Bug 1120852

Summary: 'systemctl start nfs-lock' fails to detect active rpc.statd instances
Product: Red Hat Enterprise Linux 7 Reporter: David Vossel <dvossel>
Component: nfs-utilsAssignee: Steve Dickson <steved>
Status: CLOSED DUPLICATE QA Contact: Filesystem QE <fs-qe>
Severity: unspecified Docs Contact:
Priority: unspecified    
Version: 7.1CC: fdinitto
Target Milestone: rc   
Target Release: ---   
Hardware: Unspecified   
OS: Unspecified   
Fixed In Version: Doc Type: Bug Fix
Doc Text:
Story Points: ---
Clone Of: Environment:
Last Closed: 2014-10-21 17:24:34 UTC Type: Bug
Regression: --- Mount Type: ---
Documentation: --- CRM:
Verified Versions: Category: ---
oVirt Team: --- RHEL 7.3 requirements from Atomic Host:
Cloudforms Team: --- Target Upstream Version:

Description David Vossel 2014-07-17 21:15:04 UTC
Description of problem:

If you have nfs-server and nfs-lock disabled at boot (required for a cluster environment) and you mount an NFS client, rpc.statd magically gets started for us.  This is great because otherwise the NFSv3 client couldn't perform locking.  The problem is that this conflicts with the nfs-lock systemd unit file

Version-Release number of selected component (if applicable):

How reproducible:

Steps to Reproduce:
1. make sure both nfs-server and nfs-lock stopped

systemctl stop nfs-server
systemctl stop nfs-lock

2. mount a nfs client
mount -v -o "vers=3" rhel7-alt1:/root/testnfs /root/testmount

3. rpc.statd magically appears, hooray!

ps aux | grep [r]pc.statd
rpcuser   2075  0.0  0.1  44544  1952 ?        Ss   16:36   0:00 rpc.statd --no-notify

4. Now run 'systemctl status rpc.statd"

systemctl status nfs-lock
nfs-lock.service - NFS file locking service.
   Loaded: loaded (/usr/lib/systemd/system/nfs-lock.service; disabled)
   Active: inactive (dead)

Status says nfs-lock is down, but we know rpc.statd is actually up.

Now try and start nfs-lock. it fails.

systemctl start nfs-lock
Job for nfs-lock.service failed.
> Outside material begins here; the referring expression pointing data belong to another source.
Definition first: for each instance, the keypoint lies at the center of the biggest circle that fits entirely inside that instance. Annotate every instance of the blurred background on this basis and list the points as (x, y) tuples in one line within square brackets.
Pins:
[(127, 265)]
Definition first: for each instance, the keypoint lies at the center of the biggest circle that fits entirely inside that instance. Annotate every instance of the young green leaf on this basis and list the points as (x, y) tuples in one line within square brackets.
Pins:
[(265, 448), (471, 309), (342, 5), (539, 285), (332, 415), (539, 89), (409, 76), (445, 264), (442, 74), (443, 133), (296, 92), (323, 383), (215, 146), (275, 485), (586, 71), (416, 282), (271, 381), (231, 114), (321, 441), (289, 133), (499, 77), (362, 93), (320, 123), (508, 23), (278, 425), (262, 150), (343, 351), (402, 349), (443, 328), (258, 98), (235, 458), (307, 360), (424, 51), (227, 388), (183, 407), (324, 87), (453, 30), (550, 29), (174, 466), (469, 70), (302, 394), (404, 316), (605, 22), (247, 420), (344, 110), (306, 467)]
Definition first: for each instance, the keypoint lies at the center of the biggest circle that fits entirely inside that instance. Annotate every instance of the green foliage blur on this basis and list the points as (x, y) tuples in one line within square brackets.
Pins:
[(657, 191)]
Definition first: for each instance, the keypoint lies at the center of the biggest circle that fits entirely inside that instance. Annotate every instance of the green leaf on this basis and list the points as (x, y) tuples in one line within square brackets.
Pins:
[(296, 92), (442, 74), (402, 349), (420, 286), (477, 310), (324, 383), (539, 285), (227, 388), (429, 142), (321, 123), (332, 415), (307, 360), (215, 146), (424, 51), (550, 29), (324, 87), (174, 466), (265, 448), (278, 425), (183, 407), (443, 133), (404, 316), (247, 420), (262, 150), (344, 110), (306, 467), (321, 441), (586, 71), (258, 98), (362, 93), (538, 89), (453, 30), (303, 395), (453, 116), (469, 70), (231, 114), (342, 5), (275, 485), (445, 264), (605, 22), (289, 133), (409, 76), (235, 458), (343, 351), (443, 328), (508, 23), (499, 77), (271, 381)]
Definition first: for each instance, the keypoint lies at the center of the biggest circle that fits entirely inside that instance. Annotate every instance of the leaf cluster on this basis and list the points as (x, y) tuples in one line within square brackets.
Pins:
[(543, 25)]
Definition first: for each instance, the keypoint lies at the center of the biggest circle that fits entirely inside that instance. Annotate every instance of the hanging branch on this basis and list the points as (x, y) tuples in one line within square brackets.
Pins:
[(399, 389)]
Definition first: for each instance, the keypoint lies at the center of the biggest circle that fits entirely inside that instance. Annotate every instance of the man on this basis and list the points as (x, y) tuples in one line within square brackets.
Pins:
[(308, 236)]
See 'systemctl status nfs-lock.service' and 'journalctl -xn' for details.

looking at the status we see that statd detects there's already a statd instance up... so it fails. 

systemctl status nfs-lock
nfs-lock.service - NFS file locking service.
   Loaded: loaded (/usr/lib/systemd/system/nfs-lock.service; disabled)
   Active: failed (Result: exit-code) since Thu 2014-07-17 17:02:01 EDT; 5min ago
  Process: 2147 ExecStart=/sbin/rpc.statd $STATDARG (code=exited, status=1/FAILURE)
  Process: 2145 ExecStartPre=/usr/libexec/nfs-utils/scripts/nfs-lock.preconfig (code=exited, status=0/SUCCESS)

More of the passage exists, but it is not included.